温泉街にアートな牛 岡田さん制作 芸大交流シンボルに みなかみ・湯宿

上毛新聞
2019年1月19日

みなかみ町の湯宿温泉で芸術による交流の輪が広がっている。東京芸術大の学生が温泉街の商店や旅館、民家に自身の作品を展示するイベントが毎年開催されているほか、昨年12月には同大卒業生が手掛けたオブジェが完成し、地域の新たなシンボルとしてお披露目された。作品展示を目当てに訪れる人も増えているといい、町はアートを通じた交流や観光誘客に期待を寄せている。

牛の形をしたオブジェは高さ130センチほど。

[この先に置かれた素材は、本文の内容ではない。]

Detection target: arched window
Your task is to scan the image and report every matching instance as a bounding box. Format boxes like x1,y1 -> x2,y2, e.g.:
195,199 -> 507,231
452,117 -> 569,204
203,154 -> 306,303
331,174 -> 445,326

もともと町内の道の駅水紀行館に飾られていたものを引き取り、同大卒業生の芸術家、岡田杏里さん(29)=埼玉県=がリメークした。町に滞在する中で温泉で癒やされたり地元住民から話を聞いたりしてイメージを膨らませ、最も印象的だったという水をモチーフに、体に絵を描き、湯宿温泉を表現。温泉街のシンボルになるよう、新たな魂を吹き込んだ。
オブジェは12月18日に披露されると早速、地元住民らから「牛さん」の愛称で呼ばれるように。現在は金田屋旅館の大広間を改装したアトリエ兼ギャラリーに展示されており、今後、イベントや他の施設でも展示し、温泉のシンボルとして浸透させていく。岡田さんは「温泉に入ると制作の疲れも取れて元気になった。湯宿の人が作品を通してつながってほしい」と思いを話す。
同温泉と同大は、卒業生の作品寄贈などを通して交流してきた。2016年からは毎年、同大の教員や学生の作品を温泉街の商店や旅館に展示するイベント「アートイン湯宿」を開いている。今季も15人が現地に滞在して制作した多彩な作品が並び、温泉街ににぎわいを生んでいる。展示は3月末まで。
町は「展示を見に訪れる人もいる。地元住民と東京の若者との交流の機会にもなっている」と歓迎し、取り組みの定着と交流の深まりに期待している。